50 mal PHANTASTISCH!

phantastisch50PHANTASTISCH! – NEUES AUS ANDEREN WELTEN feiert Jubiläum. Seit Mitte Mai ist die 50ste Ausgabe des quartalsweise erscheinenden Phantastik-Magazins erhältlich. Ob die Redaktion das damals erhofft oder gar erwartet hat, als im Januar 2001 die Nr. 1 herauskam? Lange Zeit erschienen die Hefte im Verlag Achim Havemann, seit Nr. 47 gibt der Atlantis Verlag das Magazin heraus. PHANTASTISCH! deckt von Beginn an die gesamte Bandbreite der Phantastik in Literatur und Film ab, wobei der Schwerpunkt eindeutig bei der Literatur liegt. Zudem schaut das Magazin immer wieder auch über den Tellerrand hinaus, etwa durch Essays mit wissenschaftlichem oder historischem Bezug.
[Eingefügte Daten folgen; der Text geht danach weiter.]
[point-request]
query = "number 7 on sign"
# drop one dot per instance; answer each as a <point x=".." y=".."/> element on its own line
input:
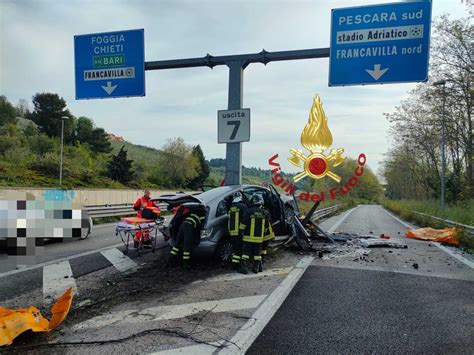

Zu lesen gibt es Rezensionen, Interviews und Artikel, die alles aufgreifen, was das Herz des Phantastikfans begehrt. Außerdem bietet es Autoren phantastischer Kurzgeschichten eine schöne Veröffentlichungsplattform – eine Auflage in vierstelliger Höhe ist schließlich nicht zu verachten. Für Nr. 32 durfte ich auch eine Story beisteuern.

phantastisch32In der extradicken Jubiläumsausgabe finden sich unter anderem Interviews mit den deutschen SF-Legenden Wolfgang Jeschke und Rainer Erler, außerdem standen Charles Stross und Mike Resnick Rede und Antwort. Es gibt einen schönen Artikel von Joe R. Lansdale über seine Beziehung zu Edgar Allan Poe, Erinnerungen an den kürzlich verstorbenen Boris Strugatzki und eine beeindruckende Coverwerkschau quer durch ein Jahrhundert phantastischer Literatur. Das umlaufende Covermotiv hab ich schon auf Thomas Thiemeyers Homepage bewundert.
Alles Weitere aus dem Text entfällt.